Szenen einer Liebe

Zweites Saisonkonzert der Reihe »Das Lied in Dresden«

Caroline Ullrich und Christoph Pohl sind Mitglieder des Semperopernensembles, darüber hinaus haben beide bereits den Christel-Goltz-Preis gewonnen. Am Sonntag waren sie im Konzertsaal der Musikhochschule für einen Liederabend zu Gast. Am Klavier begleitete sie Marcelo Amaral, der seinen Besuch anschließend fortsetzte und für einen zweitägigen Meisterkurs am Haus nutzt.

Hugo Wolfs »Italienisches Liederbuch« entstand zu volkstümlichen italienischen Gedichten in der Übertragung von Paul Heyse. In den 24 Liedern gestalteten die drei Musiker eine junge Liebe, doch durchlief diese bereits alle Szenen, die man eigentlich einer reifen Ehe zusprechen würde. Von Neckerei bis Zorn, Schmeichelei bis Hohn und von Verlockung bis Verachtung war alles enthalten und gewann in Nr. 15 »Wer rief dich denn?« sogar Duell-Charakter. Dort heißt es im Text zwar »Geh dahin, wo du die Gedanken hast«, doch klang es in der Betonung von Caroline Ullrich eher nach »…Gedanken haßt!«

Die Sopranistin und der Bariton Christoph Pohl nahmen die Szenen sehr wörtlich und ließen ihre (gemeinsame) Spielerfahrung von der Bühne einfließen. Das hatte seinen Reiz, wenn der eine Partner schmachtend, zornig oder verächtlich auf das reagierte, was der jeweils andere sang. Da wiegte sich Caroline Ullrich kokett, als Christoph Pohl ihre Schönheit pries, um ihn gleich darauf, als Brandstifterin sozusagen, gegen den Willen der Mutter zum tägliche Kommen einzuladen. Ein andermal ging sie soweit, mißtrauisch oder gar empört zu funkeln, wenn er, also eigentlich der Jüngling bzw. junge Mann, von »goldenen« Haaren sprach (Ullrich ist kein bißchen blond – er mußte eine andere meinen!). Das kam dem ursprünglich volkstümlichen Charakter der Texte wohl nahe, war für die Lieder aber hier und da sehr reichlich aufgetragen.

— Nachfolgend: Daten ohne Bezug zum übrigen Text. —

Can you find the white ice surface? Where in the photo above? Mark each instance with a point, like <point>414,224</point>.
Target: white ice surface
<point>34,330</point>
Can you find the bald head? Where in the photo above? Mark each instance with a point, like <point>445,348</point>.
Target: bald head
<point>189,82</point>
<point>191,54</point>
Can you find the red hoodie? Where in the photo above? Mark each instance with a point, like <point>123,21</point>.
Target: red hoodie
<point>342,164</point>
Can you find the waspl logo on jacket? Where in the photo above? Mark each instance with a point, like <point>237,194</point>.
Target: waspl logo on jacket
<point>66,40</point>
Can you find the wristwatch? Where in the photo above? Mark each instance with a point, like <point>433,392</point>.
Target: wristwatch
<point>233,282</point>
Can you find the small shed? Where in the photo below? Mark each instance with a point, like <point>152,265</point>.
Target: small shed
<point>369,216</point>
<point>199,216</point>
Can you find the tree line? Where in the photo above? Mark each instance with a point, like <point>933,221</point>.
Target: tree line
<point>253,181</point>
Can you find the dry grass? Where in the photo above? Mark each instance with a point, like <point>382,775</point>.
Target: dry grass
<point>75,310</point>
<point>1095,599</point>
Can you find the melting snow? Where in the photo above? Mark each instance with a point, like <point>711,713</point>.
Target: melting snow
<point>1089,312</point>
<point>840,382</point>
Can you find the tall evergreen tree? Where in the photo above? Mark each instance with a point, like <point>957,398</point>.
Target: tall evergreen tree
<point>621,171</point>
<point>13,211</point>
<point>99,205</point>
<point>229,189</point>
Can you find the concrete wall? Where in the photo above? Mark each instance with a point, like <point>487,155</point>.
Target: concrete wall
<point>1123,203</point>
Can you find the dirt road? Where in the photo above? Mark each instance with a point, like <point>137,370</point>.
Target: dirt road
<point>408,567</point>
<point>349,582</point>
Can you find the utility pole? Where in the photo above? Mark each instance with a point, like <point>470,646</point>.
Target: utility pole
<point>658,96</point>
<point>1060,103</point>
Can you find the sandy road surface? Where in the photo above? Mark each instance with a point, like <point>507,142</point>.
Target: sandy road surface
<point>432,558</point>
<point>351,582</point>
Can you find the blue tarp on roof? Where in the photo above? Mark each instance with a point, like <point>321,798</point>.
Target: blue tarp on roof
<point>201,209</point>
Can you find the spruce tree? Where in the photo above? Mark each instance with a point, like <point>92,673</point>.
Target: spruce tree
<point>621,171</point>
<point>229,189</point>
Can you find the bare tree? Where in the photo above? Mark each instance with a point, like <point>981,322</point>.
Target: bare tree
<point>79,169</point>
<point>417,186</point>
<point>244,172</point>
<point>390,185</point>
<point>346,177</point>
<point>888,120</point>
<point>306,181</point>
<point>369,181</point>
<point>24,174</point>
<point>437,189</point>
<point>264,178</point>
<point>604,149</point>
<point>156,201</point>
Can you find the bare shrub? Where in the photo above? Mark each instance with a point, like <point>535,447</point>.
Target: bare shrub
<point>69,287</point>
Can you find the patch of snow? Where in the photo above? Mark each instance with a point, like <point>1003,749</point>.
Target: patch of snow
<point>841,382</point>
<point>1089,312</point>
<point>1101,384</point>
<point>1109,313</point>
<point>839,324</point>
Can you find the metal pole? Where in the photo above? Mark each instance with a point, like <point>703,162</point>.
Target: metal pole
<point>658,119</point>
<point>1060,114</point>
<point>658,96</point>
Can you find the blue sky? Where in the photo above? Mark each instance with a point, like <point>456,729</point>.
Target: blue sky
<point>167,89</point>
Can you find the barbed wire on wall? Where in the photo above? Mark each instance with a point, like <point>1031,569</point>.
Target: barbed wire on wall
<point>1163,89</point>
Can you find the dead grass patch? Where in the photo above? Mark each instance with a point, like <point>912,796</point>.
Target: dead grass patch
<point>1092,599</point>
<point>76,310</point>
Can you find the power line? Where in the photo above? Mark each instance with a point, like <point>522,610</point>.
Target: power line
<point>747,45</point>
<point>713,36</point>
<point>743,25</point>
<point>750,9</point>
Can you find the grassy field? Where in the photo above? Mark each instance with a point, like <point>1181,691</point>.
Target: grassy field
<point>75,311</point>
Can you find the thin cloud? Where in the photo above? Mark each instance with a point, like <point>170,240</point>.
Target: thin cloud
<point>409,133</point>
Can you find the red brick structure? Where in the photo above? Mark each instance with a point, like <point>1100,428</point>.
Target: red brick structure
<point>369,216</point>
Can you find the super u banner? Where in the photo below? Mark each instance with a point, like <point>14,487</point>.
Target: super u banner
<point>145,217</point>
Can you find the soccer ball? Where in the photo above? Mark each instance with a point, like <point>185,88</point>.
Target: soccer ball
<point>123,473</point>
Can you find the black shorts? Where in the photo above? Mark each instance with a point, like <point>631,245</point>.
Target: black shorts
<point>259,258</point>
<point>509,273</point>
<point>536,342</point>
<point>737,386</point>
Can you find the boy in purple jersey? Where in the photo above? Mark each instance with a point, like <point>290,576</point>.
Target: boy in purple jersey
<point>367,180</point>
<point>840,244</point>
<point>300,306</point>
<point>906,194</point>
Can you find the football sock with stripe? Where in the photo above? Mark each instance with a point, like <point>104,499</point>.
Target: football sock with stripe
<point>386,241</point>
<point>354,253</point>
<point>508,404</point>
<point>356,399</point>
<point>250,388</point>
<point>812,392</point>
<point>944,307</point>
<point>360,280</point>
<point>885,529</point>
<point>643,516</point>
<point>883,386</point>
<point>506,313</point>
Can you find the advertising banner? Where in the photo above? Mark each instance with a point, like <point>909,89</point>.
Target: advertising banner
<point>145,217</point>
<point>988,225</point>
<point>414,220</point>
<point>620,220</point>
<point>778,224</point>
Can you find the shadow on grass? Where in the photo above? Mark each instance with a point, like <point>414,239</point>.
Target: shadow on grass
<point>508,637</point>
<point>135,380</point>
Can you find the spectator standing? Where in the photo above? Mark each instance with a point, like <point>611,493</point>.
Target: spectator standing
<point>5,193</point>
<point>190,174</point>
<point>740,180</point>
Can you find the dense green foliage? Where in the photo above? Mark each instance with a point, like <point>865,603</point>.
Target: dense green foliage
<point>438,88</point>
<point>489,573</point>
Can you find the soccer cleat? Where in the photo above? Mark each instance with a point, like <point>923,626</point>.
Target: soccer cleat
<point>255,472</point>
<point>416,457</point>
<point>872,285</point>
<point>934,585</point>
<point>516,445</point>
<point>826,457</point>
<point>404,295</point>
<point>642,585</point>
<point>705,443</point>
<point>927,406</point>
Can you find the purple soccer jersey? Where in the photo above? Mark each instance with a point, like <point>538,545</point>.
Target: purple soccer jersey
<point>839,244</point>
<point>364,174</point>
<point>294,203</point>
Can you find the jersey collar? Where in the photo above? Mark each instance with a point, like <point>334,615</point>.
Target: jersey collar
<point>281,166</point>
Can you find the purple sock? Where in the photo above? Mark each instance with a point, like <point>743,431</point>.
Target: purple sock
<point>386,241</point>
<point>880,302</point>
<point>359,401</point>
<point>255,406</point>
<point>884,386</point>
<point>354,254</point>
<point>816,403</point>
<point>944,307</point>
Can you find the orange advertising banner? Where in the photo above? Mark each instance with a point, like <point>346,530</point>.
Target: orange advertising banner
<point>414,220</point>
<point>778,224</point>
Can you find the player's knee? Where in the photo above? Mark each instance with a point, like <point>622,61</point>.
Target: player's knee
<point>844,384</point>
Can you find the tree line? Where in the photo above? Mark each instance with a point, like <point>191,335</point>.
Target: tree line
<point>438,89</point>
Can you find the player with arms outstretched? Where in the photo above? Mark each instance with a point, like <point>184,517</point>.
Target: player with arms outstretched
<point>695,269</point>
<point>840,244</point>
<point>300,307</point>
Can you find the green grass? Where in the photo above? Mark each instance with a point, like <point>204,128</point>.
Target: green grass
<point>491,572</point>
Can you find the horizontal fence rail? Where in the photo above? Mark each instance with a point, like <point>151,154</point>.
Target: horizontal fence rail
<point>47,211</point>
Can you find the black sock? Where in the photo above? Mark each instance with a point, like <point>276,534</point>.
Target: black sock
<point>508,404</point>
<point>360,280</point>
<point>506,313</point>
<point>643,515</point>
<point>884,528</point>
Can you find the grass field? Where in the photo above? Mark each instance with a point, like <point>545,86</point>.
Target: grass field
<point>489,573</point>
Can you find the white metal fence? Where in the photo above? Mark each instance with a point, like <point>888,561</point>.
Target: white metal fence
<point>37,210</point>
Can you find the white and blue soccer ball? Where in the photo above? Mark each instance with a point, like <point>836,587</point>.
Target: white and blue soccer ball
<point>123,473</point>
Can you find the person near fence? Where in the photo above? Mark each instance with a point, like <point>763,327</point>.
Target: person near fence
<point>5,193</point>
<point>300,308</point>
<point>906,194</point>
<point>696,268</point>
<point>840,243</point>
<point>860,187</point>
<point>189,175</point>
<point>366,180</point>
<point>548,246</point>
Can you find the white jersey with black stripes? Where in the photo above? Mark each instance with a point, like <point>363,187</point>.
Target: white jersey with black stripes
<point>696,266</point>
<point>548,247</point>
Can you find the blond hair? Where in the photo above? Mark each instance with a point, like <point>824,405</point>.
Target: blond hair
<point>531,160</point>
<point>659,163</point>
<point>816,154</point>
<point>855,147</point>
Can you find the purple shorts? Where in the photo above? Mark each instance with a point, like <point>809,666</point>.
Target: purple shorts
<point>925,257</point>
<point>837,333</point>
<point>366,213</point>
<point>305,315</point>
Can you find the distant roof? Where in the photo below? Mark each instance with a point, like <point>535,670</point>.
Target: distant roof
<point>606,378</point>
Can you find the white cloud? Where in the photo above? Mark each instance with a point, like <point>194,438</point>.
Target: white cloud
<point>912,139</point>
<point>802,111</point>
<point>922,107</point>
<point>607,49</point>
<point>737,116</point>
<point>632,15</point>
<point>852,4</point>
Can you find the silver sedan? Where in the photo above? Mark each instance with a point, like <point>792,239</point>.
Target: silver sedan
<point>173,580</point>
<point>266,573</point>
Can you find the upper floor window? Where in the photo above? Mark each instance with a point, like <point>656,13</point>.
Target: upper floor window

Auch gesanglich lebte das »Liederbuch« vom Temperament. Caroline Ullrichs Sopran klang sehr mädchenhaft, jung, klar, heiter, in der Höhe neigte sie aber zu metallischer Schärfe, wenn sie einfach forcierte. Hingegen gewann ihr Ton an Umfang und Glaubwürdigkeit, wenn sie Furor hineinlegte, etwa aus Zorn, wie in »Verschling‘ der Abgrund meines Liebsten Hütte«. Christoph Pohl hat eine angenehme Mittellage, aus deren Zentrum er sowohl ruhige gesetzte Klänge als auch heitere formte, gerade das spielerische liegt ihm sehr. Und gleich zu Beginn (Nr. 2) pries er schmachtend das Angesicht der Geliebten. Doch auch er gab sich nicht der bloßen Heiterkeit hin, sondern geriet das eine oder andere Mal in Rage, wenn ihn das Mädchen reizte. Marcelo Amaral war nicht nur ein anpassungsfähiger Begleiter, sondern stand auch im Gestaltungssinn nicht nach. Mit Glöckchenklingeln beim »Engel Gottes« nach der Pause und mit heftigen Anschlägen, Störungen, ausgerechnet, wenn es um einen »sanften Musikus« geht, setzte er eigene Akzente. Darüber hinaus war er für beide Sänger Anspielpartner: Während sich Caroline Ullrich augenrollend bei ihm Beistand erhoffte, vereinnahmte ihn Christoph Pohl gleich als Kamerad (»Geselle, woll’n wir uns in Kutten hüllen«).

Wie »endet« nun das Liederbuch, wie sollte es weitergehen? Eine Fortsetzungsidee gab es mit »In der Nacht« aus dem »spanischen Liederbuch« von Robert Schumann als Zugabe. Hier bewiesen Daß Caroline Ullrich, Christoph Pohl und Marco Amaral, daß sie bei aller Neckerei und Spielerei auch das versunkene, sehnsüchtige beherrschen.